Like Churchill, many grieving animal lovers find solace in ‘replacement pets.’ And, again, I am no different. Three weeks after Achilles died, I brought home a retired racehorse called Lucky Star.
In a way, Lucky saved me. The hole left by Achilles was simply too big to navigate on my own and Lucky arrived to fill at least part of that void. He gave my life purpose and focus, and slowly, my grief for Achilles became more manageable – as it had to be because there is an unspoken shelf life for crying tears over an animal.
While people tend to be sympathetic when a pet is lost, it is seen as something almost trivial
when compared to greater bereavements, which are almost always, without exception, human.
And it’s true, losing a horse is not the same as, say, losing a child. But that’s not to say, such
grief needs to be diminished or made light of.
In 2021, researchers at the University of Alberta in Canada conducted a study of women aged 55 and older who had experienced “disenfranchised grief” after losing a pet.
According to one of the paper’s authors, Cary Brown, the women were careful about who they shared their feelings with, fearing a dismissive response.
She said: “Many of the women chose to stay home and grieve alone, only telling a few close
friends or family about the death. One of the women was told, ‘Oh come on, it’s just an animal.’ People would never say that to someone who had lost a spouse. So instead of normalizing the grief and being able to talk about it, they shut down and feel worse and worse.
“When you’re grieving, the last thing you want to have to decide is who you tell. You’re already upset and you don’t want to have to pick and choose. It’s a sad reflection on society that people would feel inhibited to talk about their loss.”
While I have never come face-to-face with the same insensitive response to my horse’s death, I was fully aware that at some point I would need to keep my tears and memories to myself because, to put it bluntly, people get bored of misery. But after a while, that was OK.
While Achilles’ death was a hugely tragic event in my life, it also brought me a strange sense of contentment, in the end.
When I say that time stopped still for me when Achilles died, I mean it. From that moment on, I stopped clock watching, I lived more in the moment and I resisted stressing about things I couldn’t change or that didn’t actually matter, not in the great scheme of things.

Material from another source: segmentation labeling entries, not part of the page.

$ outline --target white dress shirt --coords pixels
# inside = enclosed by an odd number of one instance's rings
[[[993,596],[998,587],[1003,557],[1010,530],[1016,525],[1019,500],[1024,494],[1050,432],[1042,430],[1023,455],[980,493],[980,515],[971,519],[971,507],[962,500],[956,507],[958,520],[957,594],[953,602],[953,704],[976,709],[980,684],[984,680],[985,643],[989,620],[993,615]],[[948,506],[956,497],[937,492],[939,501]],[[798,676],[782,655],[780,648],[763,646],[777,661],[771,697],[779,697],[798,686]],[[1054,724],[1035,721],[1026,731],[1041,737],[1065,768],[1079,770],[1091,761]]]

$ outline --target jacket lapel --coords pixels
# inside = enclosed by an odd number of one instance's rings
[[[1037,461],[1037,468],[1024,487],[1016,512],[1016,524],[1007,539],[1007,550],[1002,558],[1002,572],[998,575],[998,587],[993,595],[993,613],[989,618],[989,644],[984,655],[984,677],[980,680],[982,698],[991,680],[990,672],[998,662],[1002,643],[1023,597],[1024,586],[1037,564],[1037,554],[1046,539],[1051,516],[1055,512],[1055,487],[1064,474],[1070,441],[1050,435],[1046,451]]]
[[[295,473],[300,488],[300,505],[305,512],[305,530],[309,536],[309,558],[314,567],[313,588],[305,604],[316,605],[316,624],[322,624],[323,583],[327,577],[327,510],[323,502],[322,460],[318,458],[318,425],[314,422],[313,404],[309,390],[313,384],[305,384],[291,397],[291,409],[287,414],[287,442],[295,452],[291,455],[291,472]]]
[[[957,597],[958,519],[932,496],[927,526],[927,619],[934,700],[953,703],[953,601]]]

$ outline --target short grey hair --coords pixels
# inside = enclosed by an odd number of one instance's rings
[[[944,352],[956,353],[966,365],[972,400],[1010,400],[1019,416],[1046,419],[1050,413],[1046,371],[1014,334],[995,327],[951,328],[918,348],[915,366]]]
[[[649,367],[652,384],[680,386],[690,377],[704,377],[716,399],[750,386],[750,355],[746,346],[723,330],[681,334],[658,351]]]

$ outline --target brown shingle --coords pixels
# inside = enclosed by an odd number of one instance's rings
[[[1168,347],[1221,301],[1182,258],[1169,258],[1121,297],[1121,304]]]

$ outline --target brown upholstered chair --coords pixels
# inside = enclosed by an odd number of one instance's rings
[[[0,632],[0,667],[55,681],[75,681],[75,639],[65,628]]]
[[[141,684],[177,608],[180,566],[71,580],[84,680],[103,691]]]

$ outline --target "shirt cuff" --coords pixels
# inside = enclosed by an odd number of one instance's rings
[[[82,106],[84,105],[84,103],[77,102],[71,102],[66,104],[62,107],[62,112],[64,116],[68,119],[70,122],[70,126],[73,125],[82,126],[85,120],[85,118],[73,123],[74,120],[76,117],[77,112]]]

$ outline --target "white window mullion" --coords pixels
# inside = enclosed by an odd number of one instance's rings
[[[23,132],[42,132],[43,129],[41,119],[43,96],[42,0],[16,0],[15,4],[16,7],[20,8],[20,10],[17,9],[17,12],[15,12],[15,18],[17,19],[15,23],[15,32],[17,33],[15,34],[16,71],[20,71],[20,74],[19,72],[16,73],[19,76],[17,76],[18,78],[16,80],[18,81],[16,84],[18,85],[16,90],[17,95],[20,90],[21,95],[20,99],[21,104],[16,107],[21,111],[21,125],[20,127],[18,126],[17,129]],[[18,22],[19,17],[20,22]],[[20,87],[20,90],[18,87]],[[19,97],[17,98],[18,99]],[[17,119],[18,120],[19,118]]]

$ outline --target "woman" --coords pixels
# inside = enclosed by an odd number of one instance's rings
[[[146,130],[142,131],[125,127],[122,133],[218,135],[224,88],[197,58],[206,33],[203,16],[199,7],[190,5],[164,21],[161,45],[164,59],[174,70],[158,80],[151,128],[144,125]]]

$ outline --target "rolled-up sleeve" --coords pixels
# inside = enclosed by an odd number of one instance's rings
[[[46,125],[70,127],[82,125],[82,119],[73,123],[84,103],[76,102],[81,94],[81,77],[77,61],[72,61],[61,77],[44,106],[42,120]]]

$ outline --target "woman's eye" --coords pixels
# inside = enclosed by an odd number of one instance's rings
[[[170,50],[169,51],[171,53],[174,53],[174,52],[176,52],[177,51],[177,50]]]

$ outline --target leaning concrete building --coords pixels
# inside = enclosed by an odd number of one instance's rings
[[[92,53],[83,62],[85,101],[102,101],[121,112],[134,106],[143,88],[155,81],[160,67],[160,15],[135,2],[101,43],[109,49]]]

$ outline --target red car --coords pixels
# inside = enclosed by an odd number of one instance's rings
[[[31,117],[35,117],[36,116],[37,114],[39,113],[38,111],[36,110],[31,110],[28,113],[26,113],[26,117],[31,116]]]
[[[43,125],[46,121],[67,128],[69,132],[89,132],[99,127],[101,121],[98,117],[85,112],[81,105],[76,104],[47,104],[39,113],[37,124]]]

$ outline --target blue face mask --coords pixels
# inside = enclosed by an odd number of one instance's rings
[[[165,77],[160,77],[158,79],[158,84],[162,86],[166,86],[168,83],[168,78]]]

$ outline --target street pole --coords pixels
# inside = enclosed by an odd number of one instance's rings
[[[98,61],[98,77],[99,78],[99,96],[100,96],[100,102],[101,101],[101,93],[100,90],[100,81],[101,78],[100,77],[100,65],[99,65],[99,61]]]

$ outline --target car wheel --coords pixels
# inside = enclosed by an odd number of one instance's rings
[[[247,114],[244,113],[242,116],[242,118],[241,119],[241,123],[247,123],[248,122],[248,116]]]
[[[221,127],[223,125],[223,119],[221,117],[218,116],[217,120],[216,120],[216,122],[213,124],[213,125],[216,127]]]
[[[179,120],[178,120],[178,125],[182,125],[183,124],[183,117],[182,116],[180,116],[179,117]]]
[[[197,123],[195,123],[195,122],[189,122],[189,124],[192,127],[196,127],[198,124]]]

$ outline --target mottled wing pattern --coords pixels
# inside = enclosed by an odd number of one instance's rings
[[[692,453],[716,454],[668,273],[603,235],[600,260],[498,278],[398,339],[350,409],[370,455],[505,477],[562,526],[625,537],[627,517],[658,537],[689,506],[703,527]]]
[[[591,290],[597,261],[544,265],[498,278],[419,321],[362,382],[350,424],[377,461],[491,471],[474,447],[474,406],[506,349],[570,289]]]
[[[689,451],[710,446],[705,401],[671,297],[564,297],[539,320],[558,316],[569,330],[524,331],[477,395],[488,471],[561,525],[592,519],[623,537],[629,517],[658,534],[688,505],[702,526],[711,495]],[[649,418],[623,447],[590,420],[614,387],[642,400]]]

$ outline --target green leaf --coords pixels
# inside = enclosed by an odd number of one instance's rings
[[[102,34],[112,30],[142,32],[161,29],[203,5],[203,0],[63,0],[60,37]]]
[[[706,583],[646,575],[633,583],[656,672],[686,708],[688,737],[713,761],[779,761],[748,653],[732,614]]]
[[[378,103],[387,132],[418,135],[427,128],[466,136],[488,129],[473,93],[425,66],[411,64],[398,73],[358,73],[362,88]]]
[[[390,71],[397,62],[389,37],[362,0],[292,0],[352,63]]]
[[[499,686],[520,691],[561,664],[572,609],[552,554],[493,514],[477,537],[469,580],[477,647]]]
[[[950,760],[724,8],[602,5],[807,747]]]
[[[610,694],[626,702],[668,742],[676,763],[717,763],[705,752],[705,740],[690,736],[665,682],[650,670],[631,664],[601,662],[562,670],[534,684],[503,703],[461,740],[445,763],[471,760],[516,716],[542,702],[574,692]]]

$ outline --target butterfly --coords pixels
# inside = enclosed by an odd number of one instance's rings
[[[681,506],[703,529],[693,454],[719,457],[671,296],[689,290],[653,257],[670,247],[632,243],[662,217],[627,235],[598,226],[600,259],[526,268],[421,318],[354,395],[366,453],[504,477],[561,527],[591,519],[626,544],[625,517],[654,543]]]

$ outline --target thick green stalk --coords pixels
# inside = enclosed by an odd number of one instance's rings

The house I own is just a house, the car I drive is just a car, the bills – with any luck – will be paid eventually, and the life I live is the way I want to live it. I am surrounded by animals, which means I am surrounded by love, and I cherish each and every moment I have with them because I am fully aware that sometimes life is short – and for the animals in our lives, it’s always going to be shorter than we will ever want.